Heber Sánchez, migrante originario de Las Choapas, Veracruz, murió el 14 de enero bajo custodia del Immigration and Customs Enforcement (ICE) en un centro de detención en Lovejoy, Georgia. Su familia exige una investigación exhaustiva y transparente de las autoridades estadounidenses sobre el caso.
La viuda, Mirna Sánchez Peñate, declaró que Heber no presentaba signos de depresión ni motivos para quitarse la vida, por lo que pide que se revisen las cámaras de videovigilancia del centro para esclarecer lo sucedido. Además, denunció que la familia quedó incomunicada desde la detención y que la notificación oficial de su muerte fue tardía y a través del consulado mexicano.
De acuerdo con la versión oficial del ICE, Heber Sánchez Domínguez fue encontrado sin respuesta el 14 de enero a las 2:05 horas en el área de descanso del centro Robert A. Deyton y fue declarado muerto a las 3:09 horas. La causa del fallecimiento está bajo investigación, y el migrante esperaba su audiencia migratoria tras seis días de detención. El Consulado General de México en Atlanta señaló que sigue el caso y acompaña a la familia mientras se realizan los trámites para la repatriación.

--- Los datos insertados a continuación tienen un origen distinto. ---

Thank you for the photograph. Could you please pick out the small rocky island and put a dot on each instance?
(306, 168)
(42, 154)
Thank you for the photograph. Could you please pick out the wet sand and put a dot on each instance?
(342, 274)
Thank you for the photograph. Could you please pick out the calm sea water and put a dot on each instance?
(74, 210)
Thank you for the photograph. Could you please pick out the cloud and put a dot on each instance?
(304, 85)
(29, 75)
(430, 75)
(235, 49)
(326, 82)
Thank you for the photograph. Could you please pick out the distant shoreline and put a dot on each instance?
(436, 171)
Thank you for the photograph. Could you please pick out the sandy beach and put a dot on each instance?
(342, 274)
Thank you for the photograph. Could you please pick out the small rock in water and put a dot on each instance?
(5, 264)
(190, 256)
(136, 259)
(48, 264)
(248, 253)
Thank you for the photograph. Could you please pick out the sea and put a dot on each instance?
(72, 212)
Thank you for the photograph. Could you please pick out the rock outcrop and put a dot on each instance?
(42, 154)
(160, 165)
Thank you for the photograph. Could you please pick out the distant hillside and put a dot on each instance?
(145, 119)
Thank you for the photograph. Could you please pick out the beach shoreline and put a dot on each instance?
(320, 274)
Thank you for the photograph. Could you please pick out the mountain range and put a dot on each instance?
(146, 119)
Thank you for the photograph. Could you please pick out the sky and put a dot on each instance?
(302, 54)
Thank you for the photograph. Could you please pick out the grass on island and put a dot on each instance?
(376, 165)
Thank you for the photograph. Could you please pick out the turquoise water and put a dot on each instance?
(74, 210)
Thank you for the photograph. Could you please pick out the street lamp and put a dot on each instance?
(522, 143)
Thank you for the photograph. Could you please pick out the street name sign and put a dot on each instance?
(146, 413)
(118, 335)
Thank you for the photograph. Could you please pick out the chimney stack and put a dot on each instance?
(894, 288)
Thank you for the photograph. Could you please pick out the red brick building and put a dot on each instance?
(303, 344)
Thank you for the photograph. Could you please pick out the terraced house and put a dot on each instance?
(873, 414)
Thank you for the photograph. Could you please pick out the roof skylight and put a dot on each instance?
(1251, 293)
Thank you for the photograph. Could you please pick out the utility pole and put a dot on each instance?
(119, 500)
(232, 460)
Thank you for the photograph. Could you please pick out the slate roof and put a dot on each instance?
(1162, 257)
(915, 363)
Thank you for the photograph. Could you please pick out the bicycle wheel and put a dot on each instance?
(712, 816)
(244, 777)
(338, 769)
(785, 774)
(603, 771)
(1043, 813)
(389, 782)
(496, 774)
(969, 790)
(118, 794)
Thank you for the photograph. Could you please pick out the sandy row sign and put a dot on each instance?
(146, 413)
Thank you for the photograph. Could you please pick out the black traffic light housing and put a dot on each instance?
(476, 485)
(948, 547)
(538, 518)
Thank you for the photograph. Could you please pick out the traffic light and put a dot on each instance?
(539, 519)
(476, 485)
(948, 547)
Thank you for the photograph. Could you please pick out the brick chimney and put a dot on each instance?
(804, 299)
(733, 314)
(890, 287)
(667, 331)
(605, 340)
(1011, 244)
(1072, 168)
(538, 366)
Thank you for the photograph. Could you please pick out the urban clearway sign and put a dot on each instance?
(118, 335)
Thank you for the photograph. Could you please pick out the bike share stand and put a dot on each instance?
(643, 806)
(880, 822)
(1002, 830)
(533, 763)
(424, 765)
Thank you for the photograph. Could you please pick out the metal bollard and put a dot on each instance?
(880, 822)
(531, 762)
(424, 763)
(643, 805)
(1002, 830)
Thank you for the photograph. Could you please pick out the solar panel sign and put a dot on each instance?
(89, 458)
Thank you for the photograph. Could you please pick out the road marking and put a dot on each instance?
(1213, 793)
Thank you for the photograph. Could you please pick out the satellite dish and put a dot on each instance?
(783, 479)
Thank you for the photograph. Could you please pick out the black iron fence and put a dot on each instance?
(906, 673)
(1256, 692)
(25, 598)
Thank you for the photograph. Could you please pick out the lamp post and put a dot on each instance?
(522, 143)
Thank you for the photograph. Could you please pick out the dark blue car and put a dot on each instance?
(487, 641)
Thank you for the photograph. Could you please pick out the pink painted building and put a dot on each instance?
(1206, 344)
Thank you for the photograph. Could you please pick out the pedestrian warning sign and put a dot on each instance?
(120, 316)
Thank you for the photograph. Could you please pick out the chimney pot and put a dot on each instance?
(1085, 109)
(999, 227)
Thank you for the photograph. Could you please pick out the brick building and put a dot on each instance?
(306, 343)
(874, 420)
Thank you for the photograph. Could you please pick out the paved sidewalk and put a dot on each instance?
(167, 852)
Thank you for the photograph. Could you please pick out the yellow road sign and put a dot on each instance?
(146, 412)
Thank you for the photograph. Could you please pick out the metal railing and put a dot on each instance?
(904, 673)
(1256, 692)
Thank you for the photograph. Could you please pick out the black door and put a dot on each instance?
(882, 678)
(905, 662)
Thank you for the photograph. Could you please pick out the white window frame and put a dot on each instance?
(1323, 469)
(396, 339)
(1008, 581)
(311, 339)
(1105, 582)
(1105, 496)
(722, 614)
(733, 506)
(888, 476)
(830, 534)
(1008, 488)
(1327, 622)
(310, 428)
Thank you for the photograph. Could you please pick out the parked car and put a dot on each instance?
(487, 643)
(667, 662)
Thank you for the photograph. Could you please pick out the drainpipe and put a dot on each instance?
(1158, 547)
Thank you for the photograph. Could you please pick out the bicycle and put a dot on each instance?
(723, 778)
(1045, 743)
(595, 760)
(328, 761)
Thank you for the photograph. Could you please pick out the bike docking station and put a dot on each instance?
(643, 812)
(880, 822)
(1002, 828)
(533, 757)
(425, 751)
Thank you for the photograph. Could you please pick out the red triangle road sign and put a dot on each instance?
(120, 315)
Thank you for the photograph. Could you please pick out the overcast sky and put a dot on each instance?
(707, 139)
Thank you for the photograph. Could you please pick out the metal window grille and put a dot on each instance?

La familia insiste en que no ha sido convocada para el reconocimiento formal del cuerpo y espera que las autoridades realicen el proceso con transparencia. Heber Sánchez, de 34 años, vivía en Estados Unidos desde hace casi dos años con su esposa y dos hijos, uno de ellos con síndrome de Down, y migró para mejorar la atención médica y la educación de su familia.